Quote:
Originally Posted by MotownJohnny
Ah, thanks, my trip was pretty short, about 2 1/2 hours total round trip. Then I stopped by my gym on the way back and went for a swim. Ahhhhhhh. That all felt so nice.
Actually, I've assembled quite the team to fix everything wrong with me. PCP, psychiatrist, psychologist, integrative medicine specialist, cardiologist, chiropractor, two personal trainers.
I have no intention of stopping until I get the life I deserved to have in the first place.
|
Reminds me, of the time, 6 years ago, going through an emotional crisis, yet, in my neurologist's office, tears in my eyes..."Can You Fix Me?"

My then husband, sitting next to me, my desire to do everything, please everyone, place everyone above myself. 'Doctor, Can you Fix me?'
The life, I deserved to have, doesn't involve changing the past, but it involves, finding a certain peaceful acceptance, of what was, what will never be, and a contentment for the life that I have.

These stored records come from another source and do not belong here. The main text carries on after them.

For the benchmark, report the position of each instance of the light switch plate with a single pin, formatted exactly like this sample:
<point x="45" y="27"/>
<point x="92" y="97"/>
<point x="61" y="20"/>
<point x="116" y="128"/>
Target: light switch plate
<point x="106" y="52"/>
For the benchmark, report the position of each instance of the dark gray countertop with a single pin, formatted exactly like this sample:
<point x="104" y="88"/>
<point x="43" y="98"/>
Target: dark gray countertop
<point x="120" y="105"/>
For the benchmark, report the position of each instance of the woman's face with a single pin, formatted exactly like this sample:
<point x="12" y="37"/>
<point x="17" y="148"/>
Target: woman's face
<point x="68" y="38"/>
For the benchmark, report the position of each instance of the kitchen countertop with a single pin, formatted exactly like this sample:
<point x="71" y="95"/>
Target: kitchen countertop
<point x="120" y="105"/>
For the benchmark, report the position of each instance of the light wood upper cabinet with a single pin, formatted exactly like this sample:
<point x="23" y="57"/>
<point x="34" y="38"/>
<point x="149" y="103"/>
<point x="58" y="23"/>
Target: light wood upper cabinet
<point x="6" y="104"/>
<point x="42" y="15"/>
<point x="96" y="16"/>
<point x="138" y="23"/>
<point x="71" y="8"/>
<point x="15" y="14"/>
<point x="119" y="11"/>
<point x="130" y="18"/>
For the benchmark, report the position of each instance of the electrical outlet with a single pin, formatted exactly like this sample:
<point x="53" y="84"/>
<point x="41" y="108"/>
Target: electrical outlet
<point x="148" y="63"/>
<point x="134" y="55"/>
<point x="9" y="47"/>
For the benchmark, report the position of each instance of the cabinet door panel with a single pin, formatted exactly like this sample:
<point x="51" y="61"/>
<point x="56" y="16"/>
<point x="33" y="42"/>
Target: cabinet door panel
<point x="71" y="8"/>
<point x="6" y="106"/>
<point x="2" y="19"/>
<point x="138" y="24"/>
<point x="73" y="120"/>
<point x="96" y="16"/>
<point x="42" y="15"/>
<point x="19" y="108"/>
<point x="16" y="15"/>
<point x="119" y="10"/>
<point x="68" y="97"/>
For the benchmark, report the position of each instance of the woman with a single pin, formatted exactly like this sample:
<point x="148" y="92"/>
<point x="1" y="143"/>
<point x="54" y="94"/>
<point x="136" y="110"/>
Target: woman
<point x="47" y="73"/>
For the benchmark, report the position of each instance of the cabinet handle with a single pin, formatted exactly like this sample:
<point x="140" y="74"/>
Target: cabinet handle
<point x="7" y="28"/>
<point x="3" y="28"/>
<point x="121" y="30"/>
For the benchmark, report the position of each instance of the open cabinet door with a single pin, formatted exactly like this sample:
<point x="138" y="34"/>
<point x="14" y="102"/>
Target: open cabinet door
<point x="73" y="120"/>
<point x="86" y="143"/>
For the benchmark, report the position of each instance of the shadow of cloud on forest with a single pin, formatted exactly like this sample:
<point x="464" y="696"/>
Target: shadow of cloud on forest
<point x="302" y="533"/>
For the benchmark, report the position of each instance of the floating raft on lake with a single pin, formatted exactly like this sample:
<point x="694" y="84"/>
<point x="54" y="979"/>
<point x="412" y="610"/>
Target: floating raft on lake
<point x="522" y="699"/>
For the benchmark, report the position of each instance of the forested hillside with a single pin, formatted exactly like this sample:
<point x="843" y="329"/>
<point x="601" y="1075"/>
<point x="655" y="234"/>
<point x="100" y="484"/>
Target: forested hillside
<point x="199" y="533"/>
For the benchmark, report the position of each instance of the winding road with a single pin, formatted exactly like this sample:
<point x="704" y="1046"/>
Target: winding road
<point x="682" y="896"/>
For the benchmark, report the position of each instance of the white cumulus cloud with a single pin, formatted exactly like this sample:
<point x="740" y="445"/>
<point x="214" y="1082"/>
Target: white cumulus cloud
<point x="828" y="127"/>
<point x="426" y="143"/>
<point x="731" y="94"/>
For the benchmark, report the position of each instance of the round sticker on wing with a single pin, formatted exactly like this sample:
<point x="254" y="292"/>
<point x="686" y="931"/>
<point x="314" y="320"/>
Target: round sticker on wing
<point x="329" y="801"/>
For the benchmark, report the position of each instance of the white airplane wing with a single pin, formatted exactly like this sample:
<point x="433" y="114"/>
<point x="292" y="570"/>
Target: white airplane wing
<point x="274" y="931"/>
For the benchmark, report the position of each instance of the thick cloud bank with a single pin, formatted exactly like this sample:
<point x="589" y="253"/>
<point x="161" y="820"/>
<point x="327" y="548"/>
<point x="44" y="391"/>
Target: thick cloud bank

My past, is a nightmare, on some levels. All I can do, is ensure that my own children, will not have to experience the things, that I did. So far, not so bad.
Can he fix me? No. Can any of my doctors, 'fix' me? No. Even my therapists, can only give me a guiding hand.
I often, look, at my pdoc, with a questioning look, over 'how's joy?' or something along those lines. The 'joy' feeling, is it any less? What if the baseline for joy, is low to begin with?
Looking around you, do you feel, that other's don't deal with MH? Demographically speaking, I live in an affluent area. Yet, I know, depression, etc, does not discriminate. It's here, it's in poorer communities, it's in the country clubs, it's everywhere.
I take a good listen, to word choice. You'd be amazed, at the little clues, someone's words. It helps, to know, none of us, are truly alone with our struggles.
Glad you had a good 'day' off, so to speak. I, too, am one to drive around, to just 'be', figure things out, in a way.